Women and girls make up nearly half of the 258 million people worldwide who have crossed international borders to escape danger or pursue the opportunity.
Amidst unprecedented levels of forced displacement – with 68.5 million people driven from their homes by the end of 2017 – about half of refugees, too, are women and girls.
With support from the Danish Refugee Council (DRC), UNFPA interviewed over 1,500 young refugees and migrants in Beirut, Cairo, Nairobi and Tunis, all major transit cities. Their responses provide insight into their reasons for leaving home; their hopes, expectations and lived realities; and their access to sexual and reproductive health services.
What becomes clear above all is that there’s no single story to tell about young people on the move. But for refugee and migrant women and girls, gender inequality is a common thread throughout these otherwise diverse realities, intersecting with the other vulnerabilities they face.
Gender inequality heightens risks for women and girls
Nearly half of women and girls on the move experience abuses and violations of their rights during their journeys, according to recent research from the DRC-supported Mixed Migration Centre (MMC).
Especially vulnerable are those who move irregularly, usually relying on smugglers to help them cross borders. And the risks redouble when women and girls travel without their families, as tended to be the case among those UNFPA interviewed in Cairo, Nairobi and Tunis.

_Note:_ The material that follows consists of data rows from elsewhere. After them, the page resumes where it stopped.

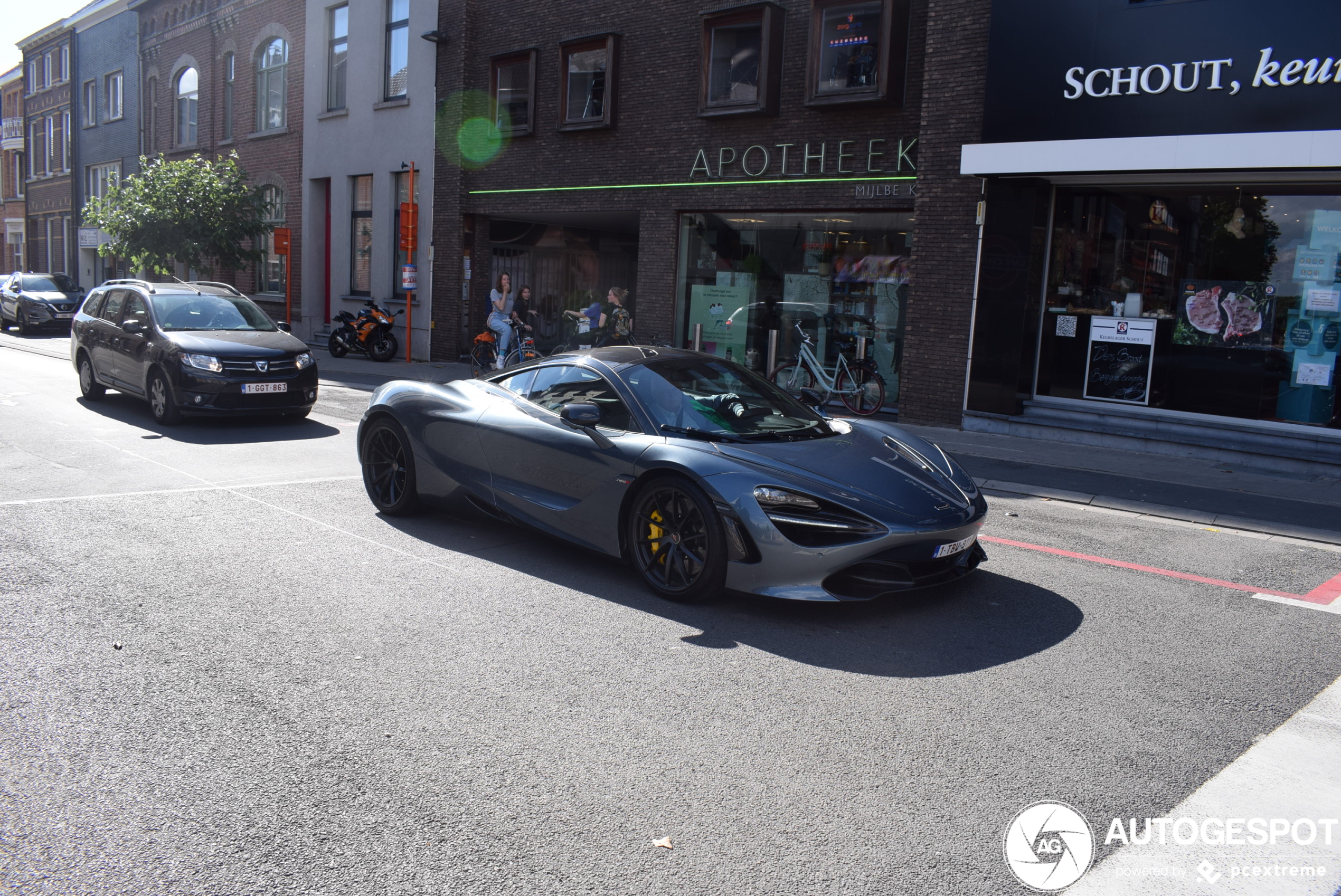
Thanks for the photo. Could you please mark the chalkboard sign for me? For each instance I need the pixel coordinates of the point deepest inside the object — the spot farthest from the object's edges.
(1121, 351)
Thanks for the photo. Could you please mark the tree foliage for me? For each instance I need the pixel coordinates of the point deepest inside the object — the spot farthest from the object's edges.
(195, 211)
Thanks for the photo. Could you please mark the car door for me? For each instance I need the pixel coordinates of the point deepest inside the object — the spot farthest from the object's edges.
(102, 332)
(132, 350)
(554, 474)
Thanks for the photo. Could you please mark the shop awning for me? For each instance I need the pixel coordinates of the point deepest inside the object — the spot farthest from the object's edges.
(1178, 153)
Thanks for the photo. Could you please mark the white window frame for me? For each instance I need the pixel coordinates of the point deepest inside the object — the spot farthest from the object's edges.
(115, 88)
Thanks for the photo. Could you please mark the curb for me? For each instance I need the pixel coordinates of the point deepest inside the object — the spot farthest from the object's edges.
(1183, 514)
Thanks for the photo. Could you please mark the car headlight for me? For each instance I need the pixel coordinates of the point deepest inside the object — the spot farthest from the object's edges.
(768, 494)
(203, 362)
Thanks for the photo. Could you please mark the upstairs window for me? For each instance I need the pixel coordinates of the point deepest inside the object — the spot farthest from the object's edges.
(337, 56)
(230, 78)
(742, 61)
(112, 91)
(398, 47)
(89, 115)
(587, 83)
(857, 51)
(513, 91)
(188, 106)
(271, 85)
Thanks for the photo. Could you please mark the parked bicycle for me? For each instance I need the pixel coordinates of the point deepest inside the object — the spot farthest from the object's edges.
(485, 351)
(856, 384)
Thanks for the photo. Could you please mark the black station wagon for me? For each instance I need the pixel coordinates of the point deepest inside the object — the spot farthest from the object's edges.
(199, 349)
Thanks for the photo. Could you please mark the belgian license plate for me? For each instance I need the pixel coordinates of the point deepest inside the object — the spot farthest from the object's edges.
(954, 547)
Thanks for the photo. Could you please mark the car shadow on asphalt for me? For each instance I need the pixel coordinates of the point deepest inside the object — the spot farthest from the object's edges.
(210, 431)
(979, 622)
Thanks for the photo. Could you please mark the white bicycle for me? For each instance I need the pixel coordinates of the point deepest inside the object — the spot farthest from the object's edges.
(857, 384)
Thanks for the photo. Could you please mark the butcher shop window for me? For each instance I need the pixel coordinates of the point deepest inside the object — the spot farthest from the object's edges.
(1237, 287)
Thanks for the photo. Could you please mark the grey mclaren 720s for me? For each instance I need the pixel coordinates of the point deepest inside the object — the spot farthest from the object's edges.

With support from partners including Canada, Denmark, Finland, Italy, Norway, Sweden and the United Kingdom, UNFPA is working to fill these gaps. In many hot spots around the world where people are displaced or in transit, UNFPA provides sexual and reproductive health care, dignity kits containing clothing and hygiene supplies for women and girls, and services to address gender-based violence.
UNFPA is also working to improve data and systematic evidence on migration. The collaboration with the DRC will continue, notably through the new data center on forced displacement, led by UNHCR and the World Bank Group and opening in Copenhagen in 2019.
Making sure women and girls on the move are counted is indispensable to protecting their rights.